For most people, dyslexia does not mean a complete inability to read. It does usually means a slower process learning to read, and some lifelong level of difficult reading as compared with the norm.

What Makes You Think You Have Dyslexia?

My list of symptoms is quite long. I’ve decided to write an entirely different post about it on my non-math blog.

How Can A Dyslexic Get a PhD in Mathematics?
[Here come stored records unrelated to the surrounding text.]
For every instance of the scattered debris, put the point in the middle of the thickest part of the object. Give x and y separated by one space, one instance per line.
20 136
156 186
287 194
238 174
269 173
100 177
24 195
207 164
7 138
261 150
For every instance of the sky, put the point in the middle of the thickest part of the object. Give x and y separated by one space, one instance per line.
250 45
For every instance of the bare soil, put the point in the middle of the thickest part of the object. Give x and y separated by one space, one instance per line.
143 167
As a dyslexic, I’ve never been good at calculations or recalling rote facts like times tables. Here’s the thing: beyond a certain point in mathematics, it’s not really about calculations. Sure, calculations can help big time in certain mathematical disciplines–Gauss was known for being an amazing lightening calculator–but there are areas of math where it’s possible to stay comfortably far from computation.
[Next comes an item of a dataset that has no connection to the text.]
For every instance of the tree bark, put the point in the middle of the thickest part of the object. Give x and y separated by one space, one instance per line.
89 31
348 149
As I said before, dyslexia comes not only with weaknesses, but with strengths*. Some of these strengths play well into mathematical thinking, such as:

  • Spatial reasoning. Dyslexics tend to be good at thinking relationally in three dimensions. This is great for many areas of math. Topology is one of those. My PhD is in topology.
  • Seeing connections. Progress in mathematical research is made by drawing connections between disparate subfields. Dyslexics often have a strength here also.
  • Thinking in narratives. The way to predict how well a child will do in math is by how complicated a story they can tell. See this ScienceNews article. It makes sense: proofs are the bread-and-butter of math. Proofs are really a lot like stories. Dyslexics are usually good narrative thinkers.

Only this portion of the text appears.